To invest in SLG, you need to have an opinion on the state of New York City. This is a pretty polarising issue that Americans might have a better sense of than me, but I’ll propose some thoughts. The first is that they have a massive budget now because the financial sector has done so well this last period thanks to the M&A boom. New York also has a massive crime issue right now, which I won’t comment on beyond the fact that it will clearly affect the market values of properties in the city and the attractiveness of the city in general. The budget will address the crime issue and hopefully this will succeed, but investors will have to hope that the budget is put to good use for the sake of New York.

Another question about New York that needs to be addressed is how resilient it has actually been. Because this is a polarising issue, there have been many opinions. Some say that New York is defying the doomsayers, and they cite stats about young people moving in enough so that there is a net increase in New York tenants. Of course, this ignores the question that maybe higher earners are on the cusp of leaving, or are already leaving the city. However, what is more certain is that M&A and financial services revenues are unsustainable, and similarly legal services which must have had a boom are probably going to see less mandates this year as we already start coming off the M&A boom, regardless of whether these high earners are leaving the city or not.

Finally, there is the overarching force that is agnostic of New York specifically, that is the work from home trend. In our opinion, WFH is an irreversible inevitability. SLG is quite well protected from this though due to the quality of its portfolio and its movement to portfolio optimisation. But WFH will affect New York City in terms of taxes, budgets and property values, could also reduce city prosperity and contribute further to crime.

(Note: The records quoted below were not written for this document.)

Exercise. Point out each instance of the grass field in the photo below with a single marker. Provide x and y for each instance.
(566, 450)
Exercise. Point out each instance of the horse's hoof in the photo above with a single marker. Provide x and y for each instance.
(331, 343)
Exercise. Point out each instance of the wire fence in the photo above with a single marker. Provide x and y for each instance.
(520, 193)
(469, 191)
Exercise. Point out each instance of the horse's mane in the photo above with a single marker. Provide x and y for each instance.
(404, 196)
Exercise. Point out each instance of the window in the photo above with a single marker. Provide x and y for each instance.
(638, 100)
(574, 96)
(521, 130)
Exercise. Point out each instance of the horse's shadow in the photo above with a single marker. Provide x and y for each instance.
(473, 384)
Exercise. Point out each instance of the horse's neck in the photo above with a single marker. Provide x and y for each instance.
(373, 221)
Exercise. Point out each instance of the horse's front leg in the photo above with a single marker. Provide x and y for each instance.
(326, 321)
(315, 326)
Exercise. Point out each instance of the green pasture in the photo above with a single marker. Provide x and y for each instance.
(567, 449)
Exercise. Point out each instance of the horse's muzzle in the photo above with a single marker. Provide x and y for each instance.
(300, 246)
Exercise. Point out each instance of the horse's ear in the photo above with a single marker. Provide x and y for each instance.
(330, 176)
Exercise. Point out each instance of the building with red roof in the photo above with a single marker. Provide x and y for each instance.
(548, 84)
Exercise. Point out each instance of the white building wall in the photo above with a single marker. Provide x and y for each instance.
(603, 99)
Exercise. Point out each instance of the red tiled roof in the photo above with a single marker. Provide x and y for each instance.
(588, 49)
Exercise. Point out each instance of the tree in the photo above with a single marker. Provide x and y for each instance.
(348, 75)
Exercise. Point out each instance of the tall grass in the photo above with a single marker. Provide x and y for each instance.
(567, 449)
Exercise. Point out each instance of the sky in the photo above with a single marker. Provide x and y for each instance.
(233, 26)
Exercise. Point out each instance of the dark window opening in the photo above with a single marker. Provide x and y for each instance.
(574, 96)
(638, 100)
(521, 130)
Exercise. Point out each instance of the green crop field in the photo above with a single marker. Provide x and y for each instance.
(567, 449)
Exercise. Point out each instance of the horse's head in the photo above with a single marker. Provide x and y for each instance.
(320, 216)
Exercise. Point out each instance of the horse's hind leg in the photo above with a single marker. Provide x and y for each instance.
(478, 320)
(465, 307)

SLG Stock – Puts and Takes

The market is not unaware of all these questions. Analysts spent a lot of time on the call asking questions related to the New York budget and what was going on in New York governance. Also, people are aware that New York is dealing with a crime issue, and that it is having problems. Of course, everyone is thinking about WFH as well.

SLG Stock

SLG Price (Google Finance)

The stock is trading substantially below pre-COVID levels, still 25% discounted. While this may appear attractive, we believe the value is fair. Reversal in fortunes of tenants will also affect the city’s coffers. A bet on good governance of New York and the budget is also a bit of an uncertain one that we are not sure we’d want to make. Also, we worry about investment income due to stagflation. Finally, we actually believe that WFH is going to provide social surplus, and we are morally against it coming to a halt. Regardless, WFH is gaining traction and is difficult to reverse. Just ask Goldman Sachs (GS). For all these reasons, we think that SLG deserves a discount as of now, and with no strong reason to see things getting much better from this point on balance, we’d rather keep our money sidelined from SLG.